Motivating Students to Read
Students’ motivation to read is perhaps the biggest problem educators face. I have personally seen what Gallagher reports regarding the “squeez[ing] out” of high interest reading “in favor of more test preparation practice” (Wilson and Kelley 65). Pay for performance has particularly terrified reading and math teachers since their jobs and their pay often depend upon improved tests scores from students (that dreaded VAM model in Florida). The fear that one may not have a job or may not earn the full base salary often dictates what English and reading teachers teach; that fear often leads teachers and districts to more test preparation. The irony is that creating a culture of reading and encouraging reading for pleasure actually improves literacy skills (65).
At the last high school I worked at one of the reading teachers developed a book club idea. Our school board automatically approved the Florida Association of Media Educators’ annual list of fifteen YA titles. With the aid of the media center (two librarians, one paraprofessional, and their library budget), we purchased class sets of all fifteen books for every reading teacher (up to ten teachers a year) and several copies of each text for the library with those copies on a special display case. The librarians then purchased copies of four of the books for book club. We began with fifty books of each of the four chosen titles, and we were eventually purchasing over 150 copies of each of four titles. After the year of the giant book club, we limited the number of participants to the first fifty students to ask for a book. Students were allowed to keep the books, return them to the library or a reading teacher, or pass them along. We held four book club meetings during the year during which students participated in a variety of activities related to the books, such as putting body parts that had plot elements together for Unwind. Life As We Knew It was one of the books from the FAME list, and we eventually pooled all of our books and gave them to the earth-space science teachers to use in their classrooms. We had by far the highest library check out rate of any library in the district. Unfortunately, the district mandated budget cuts, the principal pulled one of the librarians back into the science classroom, and the remaining librarian had to cover the main library and the library for the ninth grade center. We no longer had the library staffing to continue the program. In addition, the library became a testing center, and we could no longer hold book club meetings there.

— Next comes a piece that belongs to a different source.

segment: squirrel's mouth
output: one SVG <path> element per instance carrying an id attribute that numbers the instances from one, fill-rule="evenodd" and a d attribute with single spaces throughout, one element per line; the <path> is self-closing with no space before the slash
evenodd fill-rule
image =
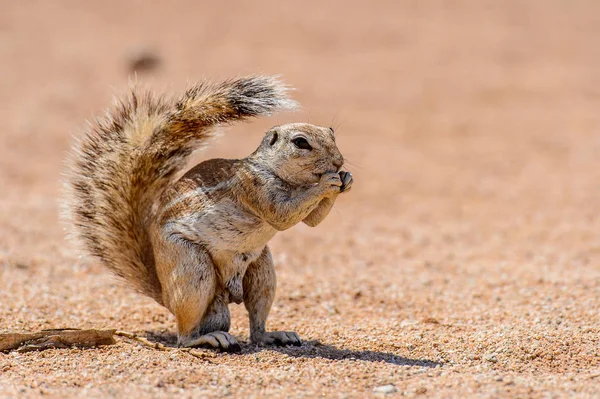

We had developed a culture of reading at a school where sixty-five percent of the students qualified for free and reduced lunches. We had survived previous budget cuts and changes to reading teachers’ schedules, but the loss of the extra media specialist and the requirement that the ninth grade center library be open killed the book club. During my last two years at the school, the librarian continued to provide a class set of FAME books to each of the reading teachers, but the book club was dead as was our motivation to continue.
Wilson, Nance S., and Michelle J. Kelley. “Avid Readers in High School: Are They Reading for Pleasure?” Teaching Young Adult Literature Today: Insights, considerations, and Perspectives for the Classroom Teacher, second edition, edited by
Judith A. Hayn, Jeffrey S. Kaplan, and Karina R. Clemmons, Rowman and Littlefield, 2017, pp. 65-84.